Bug #36266
closedmgr: deadlock in ClusterState
0%
Description
This is a cluster with 3 mons/mgrs. A few minutes ago, the active mgr stopped responding. The cluster successfully failed over to a standby mgr. I'm using the prometheus and dashboard monitors. The exporter metrics get scraped periodically by Prometheus.
@- ceph-mgr --version
ceph version 12.2.8 (ae699615bac534ea496ee965ac6192cb7e0e07c0) luminous (stable)
@
I'm attaching a gdb backtrace. Looks like a deadlock:
Thread 46 is holding the Objecter rwlock and trying to lock ClusterState.
Thread 17 is holding the ClusterState lock and is trying to lock the Objecter rwlock.

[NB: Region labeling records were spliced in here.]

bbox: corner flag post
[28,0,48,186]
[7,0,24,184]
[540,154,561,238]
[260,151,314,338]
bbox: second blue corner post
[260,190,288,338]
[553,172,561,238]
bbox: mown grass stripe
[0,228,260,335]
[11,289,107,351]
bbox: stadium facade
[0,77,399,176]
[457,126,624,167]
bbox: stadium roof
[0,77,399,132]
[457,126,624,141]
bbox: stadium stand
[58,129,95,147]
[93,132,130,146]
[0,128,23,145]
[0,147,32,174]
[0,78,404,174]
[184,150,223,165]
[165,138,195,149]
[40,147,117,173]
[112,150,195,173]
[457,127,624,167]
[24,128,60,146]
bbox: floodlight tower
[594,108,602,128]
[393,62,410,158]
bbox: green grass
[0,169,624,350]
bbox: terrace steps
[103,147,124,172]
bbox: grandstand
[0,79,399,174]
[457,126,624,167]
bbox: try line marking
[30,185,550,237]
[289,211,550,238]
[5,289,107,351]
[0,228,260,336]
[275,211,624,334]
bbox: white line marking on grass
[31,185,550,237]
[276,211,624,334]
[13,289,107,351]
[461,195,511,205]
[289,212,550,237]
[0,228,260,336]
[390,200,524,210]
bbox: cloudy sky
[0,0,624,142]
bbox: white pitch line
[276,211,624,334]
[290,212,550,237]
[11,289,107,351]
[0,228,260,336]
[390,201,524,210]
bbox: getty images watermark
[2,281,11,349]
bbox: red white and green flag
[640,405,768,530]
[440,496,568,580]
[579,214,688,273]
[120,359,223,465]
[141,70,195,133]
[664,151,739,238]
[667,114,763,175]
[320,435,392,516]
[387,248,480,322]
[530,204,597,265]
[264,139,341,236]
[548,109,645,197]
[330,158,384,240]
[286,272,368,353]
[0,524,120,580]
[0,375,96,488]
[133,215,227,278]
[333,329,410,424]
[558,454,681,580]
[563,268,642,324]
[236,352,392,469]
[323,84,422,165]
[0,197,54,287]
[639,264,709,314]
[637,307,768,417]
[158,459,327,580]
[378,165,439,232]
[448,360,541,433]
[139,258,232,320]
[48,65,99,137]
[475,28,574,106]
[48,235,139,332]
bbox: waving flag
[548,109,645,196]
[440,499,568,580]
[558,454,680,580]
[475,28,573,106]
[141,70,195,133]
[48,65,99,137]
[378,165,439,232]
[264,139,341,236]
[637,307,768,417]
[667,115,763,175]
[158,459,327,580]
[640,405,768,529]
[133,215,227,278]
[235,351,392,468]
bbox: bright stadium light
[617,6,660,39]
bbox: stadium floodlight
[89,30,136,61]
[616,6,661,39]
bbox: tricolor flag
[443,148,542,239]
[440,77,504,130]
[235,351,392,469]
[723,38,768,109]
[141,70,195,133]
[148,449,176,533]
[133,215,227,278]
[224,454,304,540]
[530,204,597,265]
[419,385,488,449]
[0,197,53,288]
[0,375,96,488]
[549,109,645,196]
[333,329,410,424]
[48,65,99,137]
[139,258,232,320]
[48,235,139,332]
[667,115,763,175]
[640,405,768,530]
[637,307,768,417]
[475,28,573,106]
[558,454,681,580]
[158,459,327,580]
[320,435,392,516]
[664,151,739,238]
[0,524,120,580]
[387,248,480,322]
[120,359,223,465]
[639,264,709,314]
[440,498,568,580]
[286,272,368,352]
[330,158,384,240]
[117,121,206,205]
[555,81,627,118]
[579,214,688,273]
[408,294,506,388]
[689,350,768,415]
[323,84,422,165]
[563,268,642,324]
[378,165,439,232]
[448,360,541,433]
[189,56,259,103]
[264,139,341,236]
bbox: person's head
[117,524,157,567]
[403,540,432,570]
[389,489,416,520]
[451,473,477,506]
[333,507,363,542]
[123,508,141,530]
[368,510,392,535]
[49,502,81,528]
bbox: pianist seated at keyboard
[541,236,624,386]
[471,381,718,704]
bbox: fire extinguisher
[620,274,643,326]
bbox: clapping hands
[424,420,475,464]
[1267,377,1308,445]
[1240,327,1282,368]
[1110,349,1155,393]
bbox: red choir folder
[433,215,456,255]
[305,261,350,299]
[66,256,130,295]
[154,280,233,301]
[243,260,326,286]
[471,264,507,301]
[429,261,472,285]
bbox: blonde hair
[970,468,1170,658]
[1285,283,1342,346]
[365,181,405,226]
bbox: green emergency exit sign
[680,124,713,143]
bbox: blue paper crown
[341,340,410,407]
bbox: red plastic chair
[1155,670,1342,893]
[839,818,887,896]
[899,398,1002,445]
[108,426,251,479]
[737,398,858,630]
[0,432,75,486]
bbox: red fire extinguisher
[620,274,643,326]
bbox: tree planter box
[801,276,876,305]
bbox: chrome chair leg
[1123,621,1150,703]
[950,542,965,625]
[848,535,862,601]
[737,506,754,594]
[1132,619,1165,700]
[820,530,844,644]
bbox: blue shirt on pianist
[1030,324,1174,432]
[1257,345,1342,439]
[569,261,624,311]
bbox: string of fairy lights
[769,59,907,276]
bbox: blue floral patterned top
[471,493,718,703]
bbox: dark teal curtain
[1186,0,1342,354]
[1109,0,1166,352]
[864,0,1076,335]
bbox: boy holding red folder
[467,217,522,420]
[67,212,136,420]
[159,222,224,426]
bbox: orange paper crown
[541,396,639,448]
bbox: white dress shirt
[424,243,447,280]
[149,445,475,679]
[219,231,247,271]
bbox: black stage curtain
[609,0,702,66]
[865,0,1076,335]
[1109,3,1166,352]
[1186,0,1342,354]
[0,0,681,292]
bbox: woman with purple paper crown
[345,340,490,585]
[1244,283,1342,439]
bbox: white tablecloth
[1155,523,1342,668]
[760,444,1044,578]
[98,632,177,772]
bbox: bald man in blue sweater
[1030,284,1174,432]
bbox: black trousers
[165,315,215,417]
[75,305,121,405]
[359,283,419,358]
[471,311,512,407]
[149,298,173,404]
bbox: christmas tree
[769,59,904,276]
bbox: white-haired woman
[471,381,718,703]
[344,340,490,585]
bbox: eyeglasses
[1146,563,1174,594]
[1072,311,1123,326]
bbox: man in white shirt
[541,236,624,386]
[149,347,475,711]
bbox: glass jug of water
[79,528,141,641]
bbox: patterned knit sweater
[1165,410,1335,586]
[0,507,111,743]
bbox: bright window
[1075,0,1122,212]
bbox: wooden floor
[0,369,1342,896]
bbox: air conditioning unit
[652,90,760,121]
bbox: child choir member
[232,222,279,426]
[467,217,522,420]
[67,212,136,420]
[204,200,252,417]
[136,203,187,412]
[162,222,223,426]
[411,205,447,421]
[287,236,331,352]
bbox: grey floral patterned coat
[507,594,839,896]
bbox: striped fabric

I think there's a missing lock in ClusterState::with_osdmap:
https://github.com/ceph/ceph/blob/v12.2.8/src/mgr/ClusterState.h#L128
Files
Updated by John Spray over 5 years ago
- Is duplicate of Bug #23460: mgr deadlock: _check_auth_rotating possible clock skew, rotating keys expired way too early added
Updated by John Spray over 5 years ago
- Status changed from New to Duplicate
Thanks for the detailed report, this looks like the same issue as https://tracker.ceph.com/issues/23460
The underlying issue is that we have one place in the code that takes the PGMap lock before the OSDMap lock, and another place that takes them in the opposite order.
Updated by Hector Martin over 5 years ago
Note that in this case it was the active mgr that deadlocked, not a standby.
My suggestion to add a lock in ClusterState would break the deadlock situation, by forcing the Thread 46 codepath to lock the ClusterState mutex first, then the Objecter mutex. This is assuming the mutexes are re-entrant within a single thread (since it's going to try to lock ClusterState later again).